En cette période sombre, coeurs et âmes se reposent, tous deux dirigés vers l’intériorité de notre être, l’intériorité de nos foyers. Pourtant, depuis le solstice d’hiver (Alban Arthan), la lumière refait doucement son chemin vers nous. Les jours rallongent peu à peu, nous préparant en douceur à des temps plus lumineux et plus expansifs.

Cette lumière grandissante est la promesse du retour à la vie. Une vie en sommeil, mais bien présente, se préparant à l’éclosion du printemps. C’est dans cette conscience que nous célébrons Imbolc. C’est un rituel féminin car il célèbre la gestation de la vie au creux de notre Terre Mère, ses premières naissances déjà manifestes sous la forme délicate de fleurs, telles que les jacinthes ou les perce-neiges.

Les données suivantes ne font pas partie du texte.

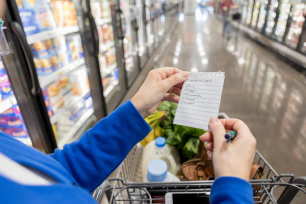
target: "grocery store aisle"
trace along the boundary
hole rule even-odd
[[[221,22],[206,10],[179,20],[158,66],[224,72],[220,112],[248,124],[278,172],[305,176],[305,76],[242,34],[222,38]]]

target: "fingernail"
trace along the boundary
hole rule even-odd
[[[211,124],[214,124],[215,122],[218,122],[218,120],[216,118],[212,117],[210,118],[210,122]]]
[[[188,73],[187,72],[182,72],[182,76],[183,78],[186,78],[189,76],[189,73]]]

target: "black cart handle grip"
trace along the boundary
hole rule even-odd
[[[26,62],[27,68],[30,74],[32,84],[30,91],[33,96],[36,96],[40,92],[40,88],[37,78],[36,69],[35,68],[34,62],[32,60],[32,52],[30,48],[30,46],[28,44],[26,36],[22,28],[17,22],[10,22],[9,25],[12,32],[16,36],[16,37],[17,37],[18,42],[22,48],[22,52],[26,58]]]

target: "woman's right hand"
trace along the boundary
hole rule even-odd
[[[210,131],[200,137],[207,142],[208,156],[212,160],[216,178],[234,176],[248,180],[250,168],[255,156],[256,140],[248,126],[238,119],[212,118]],[[224,138],[226,130],[237,132],[234,139],[226,142]]]

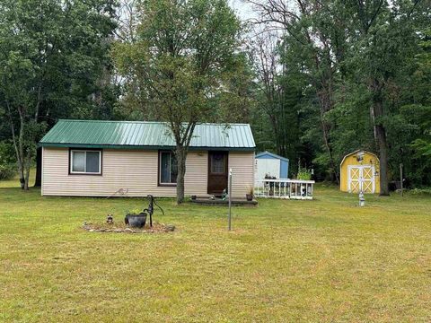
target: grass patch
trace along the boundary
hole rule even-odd
[[[42,197],[0,182],[0,321],[429,321],[431,198],[256,208],[158,202],[169,234],[87,232],[137,198]]]

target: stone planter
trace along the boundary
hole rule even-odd
[[[146,221],[146,214],[141,213],[139,214],[127,214],[126,224],[128,224],[132,228],[144,228]]]

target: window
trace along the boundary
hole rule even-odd
[[[101,151],[70,151],[71,174],[101,174]]]
[[[214,153],[211,155],[211,173],[224,174],[224,153]]]
[[[172,152],[160,152],[159,184],[175,185],[177,183],[177,160]]]

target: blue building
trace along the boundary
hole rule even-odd
[[[275,177],[277,179],[287,179],[289,173],[289,160],[269,152],[259,153],[255,156],[255,179],[265,179],[265,176]]]

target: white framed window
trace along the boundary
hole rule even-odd
[[[101,151],[71,150],[70,174],[101,175]]]
[[[177,159],[172,152],[159,153],[159,185],[177,184]]]

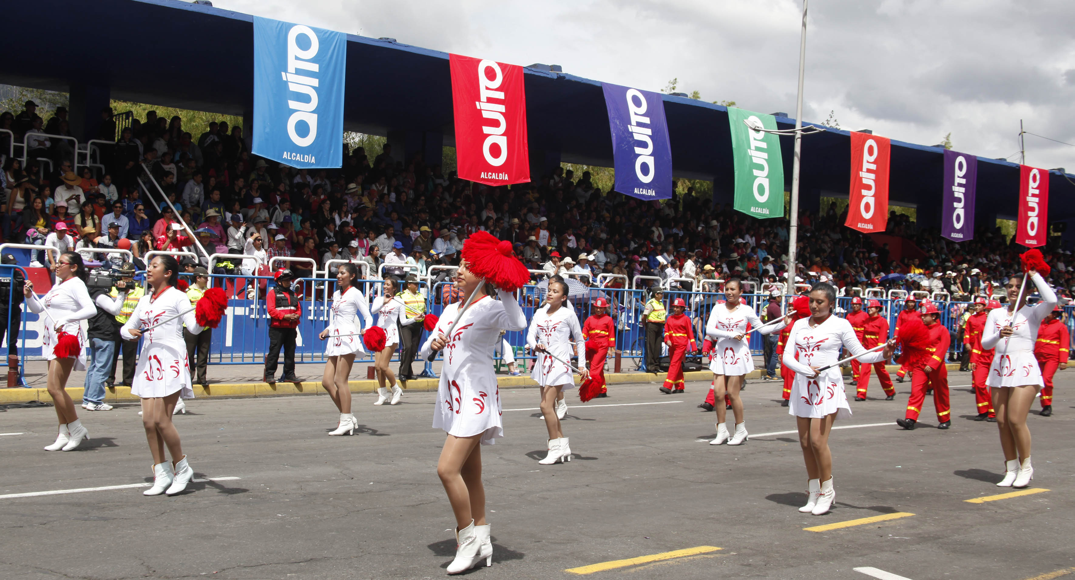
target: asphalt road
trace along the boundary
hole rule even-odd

Il est le temps des lustrations, de la purification par l’eau et le feu des scories de l’année passée. Le feu est ici un symbole de la Lumière de vie qui renaît au sein de l’eau, comme l’étincelle et la croissance du jeune enfant au sein des eaux de l’utérus de la Mère.

Nous célébrons la triple déesse Brigid/Brigantia/Brigindo : grande divinité présidant aux naissances, à la médecine magique, au feu et à la forge, ainsi qu’à l’inspiration poétique.

La clairière Sequana se réunira pour célébrer Imbolc le week-end du 4-5 février en Côte d’Or.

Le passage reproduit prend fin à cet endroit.